Please see the answers inline.

On 5/13/05, Paul J. Lucas <pauljlucas@mac.com> wrote:
> On Fri, 13 May 2005, Daniel John Debrunner wrote:
>
> > So I think the answer to Paul's question is not answered by that
> > documentation.
>
>        Right.
>
> > Does it mean the most recent INSERT for that connection or the most
> > recent insert to the database.
>
>        What about the most recent insert for a table?  Does:
>
>                SELECT IDENTITY_VAL_LOCAL() FROM mytable1;
>
>        really only return IDENTITY_VAL_LOCAL() for *that* table or is
>        the above deceptively equivalent to:
>
>                VALUES IDENTITY_VAL_LOCAL();
>
The SELECT IDENTITY_VAL_LOCAL() FROM mytable1 will return the value that got into generated for any table with identity column using single row insert with values clause in the current transaction. And hence, return from SELECT IDENTITY_VAL_LOCAL() FROM mytable1 depends on what kind of insert statements went in before the select in the transaction.
 
>        ?  More explicitly, if I do:
>
>                INSERT INTO mytable1 ... ;
>                INSERT INTO mytable2 ... ;
>                SELECT IDENTITY_VAL_LOCAL() FROM mytable1;
>                SELECT IDENTITY_VAL_LOCAL() FROM mytable2;
>
>        where both tables have an IDENTITY column, so I get the correct
>        values back from both selects?
>
Let me repeat following line of the documentation again here.

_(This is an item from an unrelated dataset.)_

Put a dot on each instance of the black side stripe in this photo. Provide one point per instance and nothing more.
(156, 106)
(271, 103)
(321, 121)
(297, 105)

"The IDENTITY_VAL_LOCAL function is a non-deterministic function that returns the most recently assigned value for an identity column, where the assignment occurred as a result of a single row INSERT statement using a VALUES clause."
 
So, for your particular example (assuming both mytable1 and mytable2 have identity column and assuming that the inserts are single row inserts using a VALUES clause), both the select sqls will return the the value that went into mytable2's identity column.